6.2. Het cassatieberoep is ingesteld op 9 december 2014 en niet, zoals de schriftuur meldt, op 4 december 2014. Het dossier is op 16 november 2016 ter administratie van de Hoge Raad ontvangen. Dat betekent dat de inzendingstermijn, die door de Hoge Raad is bepaald op acht maanden met een jaar, drie maanden en zeven dagen is overschreden. Op het moment dat deze conclusie wordt genomen is sinds het instellen van het cassatieberoep ook al meer dan twee jaar verstreken. Tot cassatie behoeft dit echter niet te leiden. Ook in de met deze ontnemingszaak samenhangende strafzaak, welke in cassatie aanhangig is onder nr. 14/06202, is de redelijke termijn in de cassatiefase overschreden. De compensatie tot welke de overschrijding van de redelijke termijn moet leiden, kan worden toegepast in de hoofdzaak.

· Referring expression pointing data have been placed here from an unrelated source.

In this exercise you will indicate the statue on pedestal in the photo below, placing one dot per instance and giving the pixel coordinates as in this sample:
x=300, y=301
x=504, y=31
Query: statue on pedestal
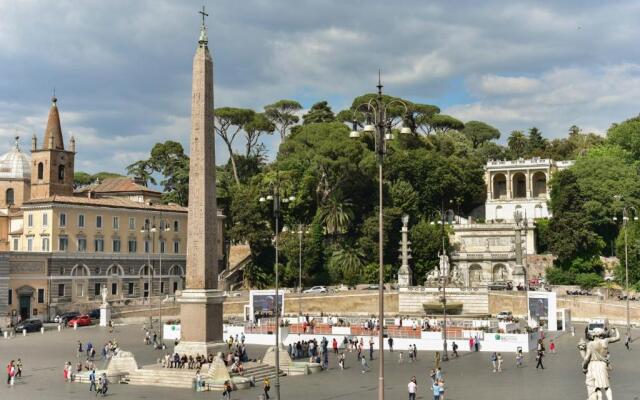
x=595, y=364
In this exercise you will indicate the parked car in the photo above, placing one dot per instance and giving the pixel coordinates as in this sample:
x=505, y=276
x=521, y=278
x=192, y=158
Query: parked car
x=65, y=317
x=82, y=320
x=505, y=315
x=31, y=325
x=316, y=289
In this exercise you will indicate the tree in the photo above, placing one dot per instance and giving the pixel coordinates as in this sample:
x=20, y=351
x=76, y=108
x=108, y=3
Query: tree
x=535, y=142
x=517, y=144
x=319, y=112
x=626, y=135
x=479, y=132
x=283, y=115
x=259, y=124
x=229, y=122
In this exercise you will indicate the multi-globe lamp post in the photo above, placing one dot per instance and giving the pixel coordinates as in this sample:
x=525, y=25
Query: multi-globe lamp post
x=275, y=197
x=379, y=123
x=625, y=219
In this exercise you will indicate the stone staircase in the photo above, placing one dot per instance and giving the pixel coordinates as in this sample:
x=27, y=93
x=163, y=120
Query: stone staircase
x=163, y=377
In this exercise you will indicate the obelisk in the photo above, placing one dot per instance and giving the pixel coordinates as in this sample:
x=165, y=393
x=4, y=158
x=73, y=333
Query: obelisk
x=201, y=302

De Hoge Raad zal zich kunnen beperken tot de vaststelling dat de redelijke termijn in de cassatiefase is geschonden.11.
7. Als de Hoge Raad deze conclusie in de hoofdzaak volgt wordt de grondslag onder het eerste middel weggeslagen. Het vierde middel is gegrond maar behoeft niet tot enigerlei vernietiging te leiden, omdat de Hoge Raad naar mijn oordeel kan volstaan met de constatering dat de redelijke termijn is geschonden. Het tweede middel, dat zich leent voor afdoening met de aan artikel 81 RO ontleende motivering, en het derde middel falen. Ambtshalve heb ik geen grond aangetroffen die tot vernietiging aanleiding behoort te geven.
8. Deze conclusie strekt ertoe dat de Hoge Raad zal vaststellen dat de redelijke termijn in de cassatiefase is geschonden en tot verwerping van het beroep voor het overige.
De Procureur-Generaal
bij de Hoge Raad der Nederlanden
Voetnoten
Voetnoten Conclusie 27‑06‑2017
HR 8 juni 1999, NJ 1999, 589.
HR 30 januari 2001, NJ 2001, 219.
HR 13 juni 2006, ECLI:2006:AV6199.
HR 13 september 2016, NJ 2017, 51 m.nt. Koopmans.
HR 17 juni 2008, NJ 2008, 358 m.nt. Mevis, rov. 3.7 onder a.
HR 17 november 2015, ECLI:2015:3321.
HR 14 september 1999, NJ 2000, 55 m.nt. Reijntjes. Dit arrest is gewezen onder vigeur van artikel 36e Sr zoals dat luidde voordat de Wet van 31 maart 2011 (verruiming mogelijkheden voordeelontneming) Stb. 2011, 171, waardoor het tweede en derde lid van dit artikel ingrijpend werden gewijzigd, van kracht werd.
Zie in dit verband EHRM 5 juli 2001, 41087/98 (Phillips).
Zie de verklaring van hovenier [betrokkene 1] onder 6.1 en de verklaring van [betrokkene 2] van Kwekerij [A] onder 7.1.